A mulher brasileira no mercado de trabalho
Enviada em 12/07/2020
Durante a Segunda Guerra Mundial, muitas mulheres passaram a trabalhar nos campos de batalha como enfermeiras a fim de receber renda extra ou como forma de se sustentar, visto que seus cônjugues estavam ausentes. Desde então, adquiriram espaço no mercado de trabalho como mão de obra secundária - uma ideia ainda perdurante na contemporaneidade.
Contudo, por mais que tenham ido à luta, se manifestado e reivindicado seus direitos, as mulheres ainda enfrentam dificuldades no mundo do trabalho: são mais cobradas do que os homens, recebem salários menores e ocupam menos cargos administrativos ou de liderança.
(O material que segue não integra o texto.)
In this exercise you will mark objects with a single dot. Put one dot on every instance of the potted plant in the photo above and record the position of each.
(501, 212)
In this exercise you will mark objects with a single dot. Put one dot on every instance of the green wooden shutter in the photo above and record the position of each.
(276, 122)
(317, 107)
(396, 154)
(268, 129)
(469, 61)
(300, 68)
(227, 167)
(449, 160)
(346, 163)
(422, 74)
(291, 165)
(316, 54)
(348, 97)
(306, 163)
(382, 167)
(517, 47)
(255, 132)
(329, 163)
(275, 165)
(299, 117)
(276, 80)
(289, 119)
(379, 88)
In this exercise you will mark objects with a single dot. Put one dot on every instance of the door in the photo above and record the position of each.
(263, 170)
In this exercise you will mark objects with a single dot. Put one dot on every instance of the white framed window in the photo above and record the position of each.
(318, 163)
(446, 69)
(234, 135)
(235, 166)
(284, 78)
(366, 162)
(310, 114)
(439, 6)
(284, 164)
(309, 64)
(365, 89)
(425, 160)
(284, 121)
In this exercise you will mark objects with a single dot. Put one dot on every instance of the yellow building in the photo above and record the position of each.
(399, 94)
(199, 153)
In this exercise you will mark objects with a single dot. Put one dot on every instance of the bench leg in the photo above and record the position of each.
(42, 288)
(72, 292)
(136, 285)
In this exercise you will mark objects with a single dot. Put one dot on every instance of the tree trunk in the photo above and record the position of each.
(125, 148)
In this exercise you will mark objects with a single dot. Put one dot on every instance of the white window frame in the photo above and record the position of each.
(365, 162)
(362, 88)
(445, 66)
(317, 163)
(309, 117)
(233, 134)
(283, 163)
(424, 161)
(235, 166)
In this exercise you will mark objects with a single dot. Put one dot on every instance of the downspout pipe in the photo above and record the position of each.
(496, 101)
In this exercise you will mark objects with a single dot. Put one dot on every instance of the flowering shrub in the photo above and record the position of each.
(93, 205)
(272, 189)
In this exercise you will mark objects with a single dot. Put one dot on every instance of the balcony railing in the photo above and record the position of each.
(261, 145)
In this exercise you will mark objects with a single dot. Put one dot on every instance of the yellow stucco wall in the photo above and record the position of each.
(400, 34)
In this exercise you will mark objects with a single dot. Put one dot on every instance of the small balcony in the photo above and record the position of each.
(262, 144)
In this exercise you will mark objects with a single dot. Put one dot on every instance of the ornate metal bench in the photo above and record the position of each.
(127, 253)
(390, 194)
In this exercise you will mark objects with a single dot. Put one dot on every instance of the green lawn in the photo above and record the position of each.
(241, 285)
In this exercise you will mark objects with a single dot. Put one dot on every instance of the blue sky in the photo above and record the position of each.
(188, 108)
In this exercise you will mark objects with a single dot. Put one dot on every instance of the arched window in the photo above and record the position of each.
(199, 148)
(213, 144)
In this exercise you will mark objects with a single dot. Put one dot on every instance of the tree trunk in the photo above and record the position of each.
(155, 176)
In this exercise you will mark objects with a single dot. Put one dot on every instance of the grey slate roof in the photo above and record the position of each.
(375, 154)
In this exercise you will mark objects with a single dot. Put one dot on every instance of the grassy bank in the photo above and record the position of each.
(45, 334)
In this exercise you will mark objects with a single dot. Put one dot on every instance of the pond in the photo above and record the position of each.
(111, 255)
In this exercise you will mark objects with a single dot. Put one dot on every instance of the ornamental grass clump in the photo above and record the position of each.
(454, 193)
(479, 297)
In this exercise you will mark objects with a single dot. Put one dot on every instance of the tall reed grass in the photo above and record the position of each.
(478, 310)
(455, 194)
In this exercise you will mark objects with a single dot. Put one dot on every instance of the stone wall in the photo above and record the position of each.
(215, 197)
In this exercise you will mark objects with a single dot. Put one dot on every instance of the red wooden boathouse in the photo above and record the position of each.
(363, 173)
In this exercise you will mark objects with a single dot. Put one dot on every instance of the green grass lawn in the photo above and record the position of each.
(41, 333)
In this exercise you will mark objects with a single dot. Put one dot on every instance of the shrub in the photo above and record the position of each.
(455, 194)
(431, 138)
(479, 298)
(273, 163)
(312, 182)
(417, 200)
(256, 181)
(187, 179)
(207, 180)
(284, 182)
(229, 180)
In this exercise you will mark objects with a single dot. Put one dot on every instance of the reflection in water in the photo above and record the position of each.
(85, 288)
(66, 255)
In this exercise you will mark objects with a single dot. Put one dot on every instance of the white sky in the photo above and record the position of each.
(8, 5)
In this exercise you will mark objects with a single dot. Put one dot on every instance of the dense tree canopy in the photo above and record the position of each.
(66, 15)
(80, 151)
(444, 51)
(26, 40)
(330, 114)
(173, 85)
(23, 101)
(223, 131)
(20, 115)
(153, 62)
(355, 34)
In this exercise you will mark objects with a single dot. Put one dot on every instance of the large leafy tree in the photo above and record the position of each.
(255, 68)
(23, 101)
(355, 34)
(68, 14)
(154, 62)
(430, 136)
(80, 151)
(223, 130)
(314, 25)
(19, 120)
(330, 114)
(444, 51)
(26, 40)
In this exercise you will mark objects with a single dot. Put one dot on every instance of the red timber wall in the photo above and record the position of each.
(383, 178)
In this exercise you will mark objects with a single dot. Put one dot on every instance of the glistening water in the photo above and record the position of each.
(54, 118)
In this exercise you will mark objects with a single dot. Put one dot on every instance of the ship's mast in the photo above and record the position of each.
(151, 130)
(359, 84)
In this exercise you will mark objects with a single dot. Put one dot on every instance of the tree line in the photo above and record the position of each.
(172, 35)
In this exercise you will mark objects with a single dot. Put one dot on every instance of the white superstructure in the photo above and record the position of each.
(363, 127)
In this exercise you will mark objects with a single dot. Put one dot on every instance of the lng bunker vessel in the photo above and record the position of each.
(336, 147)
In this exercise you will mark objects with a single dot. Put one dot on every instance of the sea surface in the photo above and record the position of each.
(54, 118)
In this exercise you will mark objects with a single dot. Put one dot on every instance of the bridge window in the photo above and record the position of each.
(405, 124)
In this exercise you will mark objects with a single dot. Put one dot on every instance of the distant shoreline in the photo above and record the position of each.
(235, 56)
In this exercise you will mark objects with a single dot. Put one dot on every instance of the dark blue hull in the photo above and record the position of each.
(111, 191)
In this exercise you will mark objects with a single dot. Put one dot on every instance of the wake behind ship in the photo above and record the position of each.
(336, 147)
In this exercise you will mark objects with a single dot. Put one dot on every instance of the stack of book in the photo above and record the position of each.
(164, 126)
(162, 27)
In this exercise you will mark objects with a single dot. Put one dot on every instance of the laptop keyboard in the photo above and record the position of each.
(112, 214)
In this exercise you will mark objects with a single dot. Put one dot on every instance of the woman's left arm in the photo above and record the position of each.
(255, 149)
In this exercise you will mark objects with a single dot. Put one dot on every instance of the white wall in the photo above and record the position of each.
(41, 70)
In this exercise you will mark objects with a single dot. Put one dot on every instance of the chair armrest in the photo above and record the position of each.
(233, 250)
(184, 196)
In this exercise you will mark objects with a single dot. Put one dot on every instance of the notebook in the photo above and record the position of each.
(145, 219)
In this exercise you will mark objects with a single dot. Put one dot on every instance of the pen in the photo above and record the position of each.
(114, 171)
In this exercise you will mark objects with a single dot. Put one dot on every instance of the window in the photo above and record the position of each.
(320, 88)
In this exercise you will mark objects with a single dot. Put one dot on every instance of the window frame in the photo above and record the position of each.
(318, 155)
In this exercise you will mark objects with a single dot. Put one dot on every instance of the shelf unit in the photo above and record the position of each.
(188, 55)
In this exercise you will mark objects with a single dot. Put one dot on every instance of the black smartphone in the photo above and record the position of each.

Em primeiro lugar, garantir a igualdade salarial entre gêneros é um pequeno, mas importante, passo para que as mulheres sejam respeitadas - o que diminuirá os índices de violência doméstica e feminicídio futuramente, formando uma sociedade justa.
Ademais, a cobrança excessiva gera baixa autoestima e ansiedade, o que desencadeia baixa produtividade no ambiente de trabalho. Desse modo, não apenas empresas ficarão prejudicadas - afetando a economia - como também uma grande massa de mulheres adquirirá transtornos.
Em resumo, o caminho para a ascensão feminina tanto social quanto financeiramente ainda não chegou ao seu fim. É de suma importância que autoridades valorizem a mão de obra da mulher e proporcionem a ela condições de trabalho psicologicamente satisfatórias, pondo em prática a igualdade de gêneros.